La solitude, j’apprends à tomber amoureux de ses formes – parce que ce sont les miennes.

 

   La solitude, c’est mon ombre. Inévitable compagne, pluie ou beau temps, matin et soir, je la sens toujours tapie tout près, prête à me ramener à moi pour me clouer au sol.


   Elle est élastique – elle rapetisse, grandit, se glisse partout. Elle paie pas de mine – elle a l’air de dire « fais comme si j’étais pas là » – mais elle sait retenir mon regard mieux qu’un maître hypnotiseur. Elle est un peu menteuse, aussi – je la contemple et je me sens seul au monde, j’oublie que chacun en a une. 


   Et que chacun la déteste un peu. Sûrement parce qu’elle a le culot de reprendre notre silhouette toute entière, pour nous la renvoyer paf en pleine figure, sans ménagements, en en grossissant quelques traits, souvent ceux qu’on aimerait oublier.
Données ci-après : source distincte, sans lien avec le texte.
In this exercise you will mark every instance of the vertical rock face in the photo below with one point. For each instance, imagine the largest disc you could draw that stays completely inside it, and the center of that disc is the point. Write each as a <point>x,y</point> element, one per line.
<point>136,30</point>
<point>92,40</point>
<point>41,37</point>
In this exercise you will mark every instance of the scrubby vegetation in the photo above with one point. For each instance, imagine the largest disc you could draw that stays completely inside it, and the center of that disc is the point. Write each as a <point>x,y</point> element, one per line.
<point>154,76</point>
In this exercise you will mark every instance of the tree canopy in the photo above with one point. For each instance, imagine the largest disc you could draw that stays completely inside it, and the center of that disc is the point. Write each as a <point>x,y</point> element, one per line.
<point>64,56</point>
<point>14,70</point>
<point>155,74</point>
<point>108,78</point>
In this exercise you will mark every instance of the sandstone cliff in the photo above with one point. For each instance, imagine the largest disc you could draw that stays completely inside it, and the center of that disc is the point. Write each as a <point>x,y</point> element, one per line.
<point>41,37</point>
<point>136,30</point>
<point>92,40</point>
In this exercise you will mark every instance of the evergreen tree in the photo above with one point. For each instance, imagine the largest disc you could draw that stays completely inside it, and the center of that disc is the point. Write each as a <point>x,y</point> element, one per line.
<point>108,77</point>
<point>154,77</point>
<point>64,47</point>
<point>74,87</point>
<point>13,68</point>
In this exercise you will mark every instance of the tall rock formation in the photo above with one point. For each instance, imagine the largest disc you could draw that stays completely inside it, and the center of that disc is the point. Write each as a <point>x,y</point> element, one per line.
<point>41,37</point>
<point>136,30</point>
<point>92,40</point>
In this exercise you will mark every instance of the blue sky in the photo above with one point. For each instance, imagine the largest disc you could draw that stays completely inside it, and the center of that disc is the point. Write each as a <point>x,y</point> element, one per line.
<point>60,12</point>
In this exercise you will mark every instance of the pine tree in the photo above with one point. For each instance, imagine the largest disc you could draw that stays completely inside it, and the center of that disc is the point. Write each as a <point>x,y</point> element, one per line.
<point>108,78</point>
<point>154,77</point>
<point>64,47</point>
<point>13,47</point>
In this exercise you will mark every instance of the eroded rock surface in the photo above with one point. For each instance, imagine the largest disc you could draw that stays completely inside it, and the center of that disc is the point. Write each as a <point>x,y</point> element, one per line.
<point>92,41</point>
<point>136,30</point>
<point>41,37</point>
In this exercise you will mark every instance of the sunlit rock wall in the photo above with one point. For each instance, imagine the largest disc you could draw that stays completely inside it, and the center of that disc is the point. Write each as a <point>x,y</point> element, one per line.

   Je ne voyais qu’elle quand mon premier grand amour me disait que ça n’aurait jamais joué entre nous, quand j’avouais à mes parents que j’ « aimais autrement », quand après des années d’exil, j’ai pris conscience d’être étranger dans mon pays de naissance.


   Je ne la fuis plus. Je l’observe. Je cherche ce qu’elle a d’universel et j’apprends à tomber amoureux de ses formes – parce que ce sont les miennes.